Tobacco-related Litigation During the s, investors were concerned that the tobacco companies would be hit with large product liability damage awards. Failure-to-warn cases focused on the years prior to when federal law began to require that consumer warnings be printed on cigarette packaging.
The indentures of the Increasing Rate Notes and the Subordinated Debentures allowed considerably more leeway regarding the issuance of additional debt and the uses of cash.
Indentures required that on or nabsico April 28,RJR reset the rate so that the bonds would trade at par see Exhibit 1. The reset provisions of the two bonds were essentially identical and, prior to reset, the two bonds would pay the same interest rate.
RJR Nabisco Case Solution And Analysis, HBR Case Study Solution & Analysis of Harvard Case Studies
The following factors led to the ultimate victory of KKR’s lower bid. This will ensure that they.
The reset bonds came into being as the “cram-down” securities in the RJR buyout. Transforming a complex set of financing instruments into a simple estimate of the cost of capital requires many approximations and simplifications.
Amounts shown were not necessarily outstanding simultaneously. What other actions should the special committee take?
The Fixed Rate will be equal to a rate determined by Holdings’ financial advisors, on the one hand, and Rur and Lazard, on the other hand, designed to result in the Debentures trading at par on a fully distributed basis, without giving effect to the conversion feature of the Debentures.
Caes summarize below the board’s active participation in the process. The management group lost. Gives students the opportunity to explore issues facing the board of directors in a leveraged buyout. Under pressure from their constituencies, university endowments and public pension funds were beginning to divest themselves of tobacco securities. With respect to the latter, covenants effectively prevented any course of action other than the raising of external funds to retire the loan.
RJR Nabisco – Case – Harvard Business School
A second alternative was to raise internal funds for a bond buyback through the sale of additional assets—the most marketable of which were believed to be RJR’s U.

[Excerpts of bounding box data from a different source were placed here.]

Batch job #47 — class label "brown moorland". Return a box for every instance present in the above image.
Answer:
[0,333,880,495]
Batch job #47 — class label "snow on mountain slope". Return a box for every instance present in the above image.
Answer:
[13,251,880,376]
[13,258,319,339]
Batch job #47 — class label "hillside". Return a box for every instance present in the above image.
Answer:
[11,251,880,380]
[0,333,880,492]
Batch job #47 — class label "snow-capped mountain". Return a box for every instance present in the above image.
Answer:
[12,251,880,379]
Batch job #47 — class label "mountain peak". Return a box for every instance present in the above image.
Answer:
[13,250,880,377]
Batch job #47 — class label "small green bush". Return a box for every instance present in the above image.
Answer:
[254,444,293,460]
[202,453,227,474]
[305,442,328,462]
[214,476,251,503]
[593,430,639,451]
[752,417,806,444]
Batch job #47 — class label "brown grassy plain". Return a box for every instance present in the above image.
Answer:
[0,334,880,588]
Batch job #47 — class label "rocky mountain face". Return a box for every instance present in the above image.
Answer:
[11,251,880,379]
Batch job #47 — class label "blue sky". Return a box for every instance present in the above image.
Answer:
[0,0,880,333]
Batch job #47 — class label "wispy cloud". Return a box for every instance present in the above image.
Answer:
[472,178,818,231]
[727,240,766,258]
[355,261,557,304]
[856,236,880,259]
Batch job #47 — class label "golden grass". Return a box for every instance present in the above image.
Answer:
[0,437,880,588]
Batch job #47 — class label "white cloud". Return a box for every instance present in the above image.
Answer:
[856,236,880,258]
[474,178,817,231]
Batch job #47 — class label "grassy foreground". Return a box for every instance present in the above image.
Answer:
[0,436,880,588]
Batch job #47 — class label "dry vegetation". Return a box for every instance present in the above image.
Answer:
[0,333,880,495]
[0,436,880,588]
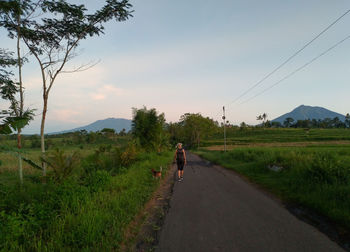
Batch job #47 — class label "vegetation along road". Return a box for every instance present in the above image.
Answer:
[157,154,343,252]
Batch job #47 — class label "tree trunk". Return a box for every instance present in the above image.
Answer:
[17,129,23,185]
[15,7,24,184]
[40,95,47,176]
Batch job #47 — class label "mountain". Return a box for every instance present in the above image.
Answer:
[272,105,345,124]
[51,118,131,134]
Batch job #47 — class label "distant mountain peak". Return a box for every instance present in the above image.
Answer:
[272,104,345,123]
[50,117,131,134]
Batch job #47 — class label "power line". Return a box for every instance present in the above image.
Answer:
[240,35,350,105]
[226,9,350,106]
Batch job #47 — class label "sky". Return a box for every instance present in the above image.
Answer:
[0,0,350,134]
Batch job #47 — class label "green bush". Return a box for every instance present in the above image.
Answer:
[85,170,112,192]
[42,149,80,183]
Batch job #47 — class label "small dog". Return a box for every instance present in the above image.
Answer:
[152,166,163,178]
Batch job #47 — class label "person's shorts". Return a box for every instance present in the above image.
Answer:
[177,161,185,171]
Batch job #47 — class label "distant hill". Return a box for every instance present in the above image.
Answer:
[272,105,345,124]
[50,118,131,134]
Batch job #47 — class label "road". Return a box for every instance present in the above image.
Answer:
[156,154,344,252]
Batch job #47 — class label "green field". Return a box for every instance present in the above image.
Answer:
[197,128,350,228]
[201,128,350,146]
[0,134,173,251]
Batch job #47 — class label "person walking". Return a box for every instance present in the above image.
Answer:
[174,143,187,181]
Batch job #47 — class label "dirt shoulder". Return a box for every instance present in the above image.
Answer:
[204,140,350,150]
[120,162,176,252]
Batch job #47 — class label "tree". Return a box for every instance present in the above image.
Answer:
[0,45,33,184]
[345,113,350,128]
[179,113,217,147]
[132,107,168,152]
[283,117,294,128]
[5,0,132,176]
[256,115,263,125]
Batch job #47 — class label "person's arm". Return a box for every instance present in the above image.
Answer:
[182,150,187,164]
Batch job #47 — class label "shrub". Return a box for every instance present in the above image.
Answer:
[42,149,80,183]
[120,144,137,167]
[86,170,112,192]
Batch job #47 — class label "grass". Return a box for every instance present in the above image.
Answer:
[197,146,350,228]
[0,149,172,251]
[201,128,350,146]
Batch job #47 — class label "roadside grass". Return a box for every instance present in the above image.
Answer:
[196,146,350,228]
[0,152,172,251]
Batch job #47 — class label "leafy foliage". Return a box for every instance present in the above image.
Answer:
[168,113,218,147]
[131,107,168,152]
[42,149,80,182]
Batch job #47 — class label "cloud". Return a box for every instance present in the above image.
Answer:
[90,85,125,100]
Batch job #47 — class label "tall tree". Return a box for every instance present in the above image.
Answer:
[0,0,35,183]
[345,113,350,128]
[132,107,168,152]
[180,113,217,147]
[0,49,33,184]
[13,0,132,176]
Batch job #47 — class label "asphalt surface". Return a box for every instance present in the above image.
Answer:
[156,154,344,252]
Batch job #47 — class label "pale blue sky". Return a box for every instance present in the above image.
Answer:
[0,0,350,133]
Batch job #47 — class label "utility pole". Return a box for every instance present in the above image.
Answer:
[222,106,226,152]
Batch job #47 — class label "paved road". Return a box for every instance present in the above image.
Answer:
[156,154,344,252]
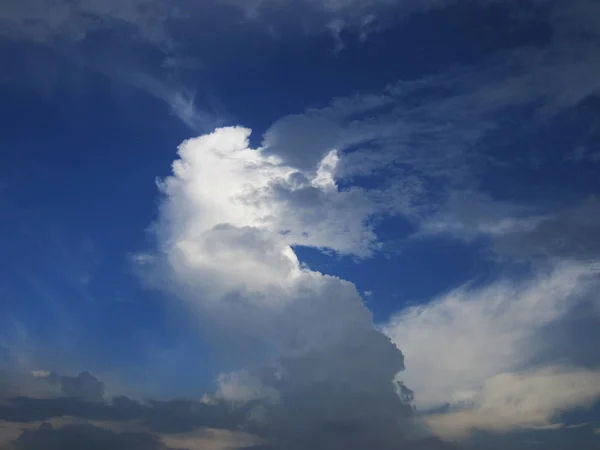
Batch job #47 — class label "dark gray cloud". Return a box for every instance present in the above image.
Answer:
[13,423,168,450]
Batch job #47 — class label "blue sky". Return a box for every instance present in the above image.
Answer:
[0,0,600,450]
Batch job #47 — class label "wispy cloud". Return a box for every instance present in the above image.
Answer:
[383,264,600,437]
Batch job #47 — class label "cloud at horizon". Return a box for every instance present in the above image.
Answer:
[0,0,600,450]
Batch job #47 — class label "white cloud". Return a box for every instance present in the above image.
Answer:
[426,367,600,439]
[141,127,418,448]
[383,263,599,436]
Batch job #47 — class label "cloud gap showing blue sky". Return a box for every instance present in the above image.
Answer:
[0,0,600,450]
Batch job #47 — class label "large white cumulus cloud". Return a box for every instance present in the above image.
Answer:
[139,127,422,448]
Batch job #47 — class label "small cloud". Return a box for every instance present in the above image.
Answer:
[31,370,52,378]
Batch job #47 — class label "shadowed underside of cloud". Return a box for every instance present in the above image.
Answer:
[384,263,600,439]
[132,128,432,448]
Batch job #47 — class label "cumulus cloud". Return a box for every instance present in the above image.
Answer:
[426,367,600,439]
[384,263,600,437]
[136,128,428,448]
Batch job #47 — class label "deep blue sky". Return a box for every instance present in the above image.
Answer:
[0,0,600,448]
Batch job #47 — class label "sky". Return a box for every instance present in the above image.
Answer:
[0,0,600,450]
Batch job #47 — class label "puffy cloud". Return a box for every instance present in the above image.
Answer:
[384,263,600,437]
[426,367,600,439]
[137,127,422,448]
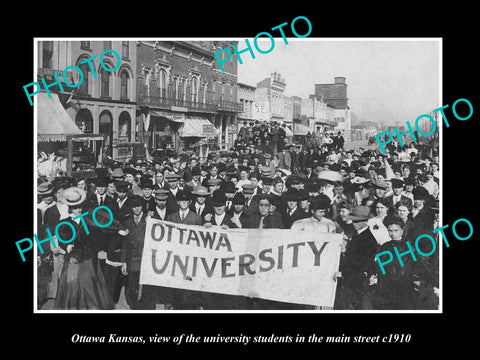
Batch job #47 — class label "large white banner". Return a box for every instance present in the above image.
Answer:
[140,219,342,307]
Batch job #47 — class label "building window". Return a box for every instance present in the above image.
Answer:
[101,68,110,97]
[122,41,129,59]
[78,63,90,95]
[80,41,92,50]
[192,77,198,104]
[42,41,53,69]
[159,69,167,99]
[143,70,151,96]
[118,111,132,143]
[120,71,128,100]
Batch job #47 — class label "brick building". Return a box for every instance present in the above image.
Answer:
[137,41,241,149]
[37,41,136,160]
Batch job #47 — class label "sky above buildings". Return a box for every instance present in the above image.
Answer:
[238,38,442,124]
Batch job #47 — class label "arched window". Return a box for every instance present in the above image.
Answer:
[78,63,90,95]
[192,77,198,104]
[118,111,132,142]
[120,71,129,100]
[100,68,110,97]
[75,108,93,134]
[98,110,113,156]
[159,69,167,99]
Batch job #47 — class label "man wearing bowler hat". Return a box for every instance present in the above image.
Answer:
[389,178,413,208]
[190,185,213,219]
[123,168,143,196]
[37,182,56,224]
[291,194,337,233]
[152,189,170,220]
[185,166,202,191]
[335,205,378,310]
[167,190,203,225]
[231,192,249,228]
[140,177,155,216]
[120,195,155,310]
[165,173,180,213]
[167,190,203,310]
[282,188,307,229]
[204,190,238,230]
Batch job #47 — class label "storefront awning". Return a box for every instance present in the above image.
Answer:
[37,92,83,141]
[148,110,185,123]
[284,126,293,136]
[293,124,310,135]
[178,116,214,137]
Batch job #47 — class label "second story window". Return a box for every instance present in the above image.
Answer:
[100,69,110,97]
[42,41,53,69]
[78,63,90,95]
[122,41,129,59]
[160,70,167,99]
[80,41,92,50]
[120,71,128,100]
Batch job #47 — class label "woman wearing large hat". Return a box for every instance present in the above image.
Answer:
[54,187,127,310]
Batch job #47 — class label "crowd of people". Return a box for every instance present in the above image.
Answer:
[37,123,439,310]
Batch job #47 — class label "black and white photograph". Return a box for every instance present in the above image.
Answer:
[3,8,478,356]
[31,37,442,311]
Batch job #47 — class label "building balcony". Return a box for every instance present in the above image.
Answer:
[212,100,244,113]
[137,92,243,113]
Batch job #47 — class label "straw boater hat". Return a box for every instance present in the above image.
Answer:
[318,170,344,183]
[192,186,210,196]
[58,186,87,206]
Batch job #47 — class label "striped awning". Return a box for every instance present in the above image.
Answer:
[178,115,216,137]
[36,92,83,142]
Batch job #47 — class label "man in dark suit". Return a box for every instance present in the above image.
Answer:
[204,190,238,229]
[335,206,378,310]
[412,186,435,242]
[246,194,285,229]
[387,179,413,212]
[167,190,203,310]
[282,188,308,229]
[190,185,213,221]
[86,177,116,270]
[165,174,180,213]
[185,166,202,191]
[229,192,249,228]
[120,195,155,310]
[152,189,170,220]
[153,170,170,191]
[242,184,258,216]
[112,180,132,225]
[202,163,223,187]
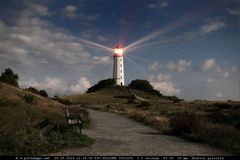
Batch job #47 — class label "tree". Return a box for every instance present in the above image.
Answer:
[128,79,162,97]
[87,78,115,93]
[39,90,48,97]
[0,68,18,87]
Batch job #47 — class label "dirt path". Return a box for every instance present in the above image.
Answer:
[51,110,231,156]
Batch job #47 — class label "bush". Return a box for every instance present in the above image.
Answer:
[137,101,151,108]
[170,113,199,135]
[164,96,183,103]
[129,79,162,97]
[39,90,48,97]
[87,78,115,93]
[208,111,240,129]
[25,87,48,97]
[0,68,18,87]
[23,94,35,104]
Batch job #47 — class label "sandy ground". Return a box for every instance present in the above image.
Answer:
[50,110,229,156]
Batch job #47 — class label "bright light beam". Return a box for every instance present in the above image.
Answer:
[80,38,113,53]
[125,38,174,52]
[125,14,200,49]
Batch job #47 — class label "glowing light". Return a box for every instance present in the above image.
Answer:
[114,48,123,55]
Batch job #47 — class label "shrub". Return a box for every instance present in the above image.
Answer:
[129,79,162,97]
[87,78,115,93]
[0,68,18,87]
[39,90,48,97]
[137,101,151,108]
[25,87,48,97]
[23,94,35,104]
[164,96,183,103]
[208,111,240,129]
[170,113,199,135]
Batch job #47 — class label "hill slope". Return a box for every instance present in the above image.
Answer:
[62,86,240,154]
[0,82,92,155]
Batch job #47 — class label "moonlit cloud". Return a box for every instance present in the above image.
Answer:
[148,61,160,71]
[216,92,223,98]
[201,20,227,34]
[166,59,192,72]
[148,0,169,9]
[227,8,240,16]
[62,5,78,18]
[201,58,216,71]
[201,58,230,78]
[93,56,111,65]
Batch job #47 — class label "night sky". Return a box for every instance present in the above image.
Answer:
[0,0,240,100]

Assets that are planned to be sold are included at estimated fair market value under “Net assets available for sale. KKR first attracted serious notice in when it took Houdaille Industries, the firm’s first major New York Stock Exchange-listed company, private in a leveraged buyout. On the surface, it seemed like a risky strategy, which could scare off all the bidding groups.
RJR Nabisco Harvard Case Solution & Analysis
The board’s five-person special committee wanted to keep the company as intact as possible and minimize turmoil and negative effects on employees. Interest rate variable at the greater of 50 basis points over the IRN rate see above or an increasing spread over time over the rate on the 7 year treasury note. In March,there were 31 product liability cases pending against RJR; compared to 97, 69, and 48 such cases at the end of, andrespectively. They have also incorporated that whoever is bidding for the food segment should also tell the.
About the Author Richard S. RJR’s board proved an exception to this process: Except for the stumbling block created by Moody’s downgrade, the plan had proceeded as forecast: In particular, the board’s role in setting the bidding rules minimized the possibility of collusion and thereby increased potential gains to both shareholders and the firm’s other stake- holders.
Finance General Management Marketing. How many of the reset bonds would have to be repurchased was not obvious. Gives students the opportunity to explore the issues facing the board of directors in leveraged buyout.
Callable at par at any time. These were the PIK reset bonds. In recent times, many companies had been repurchasing their “junk” securities: To participants in its funds, KKR charged 1.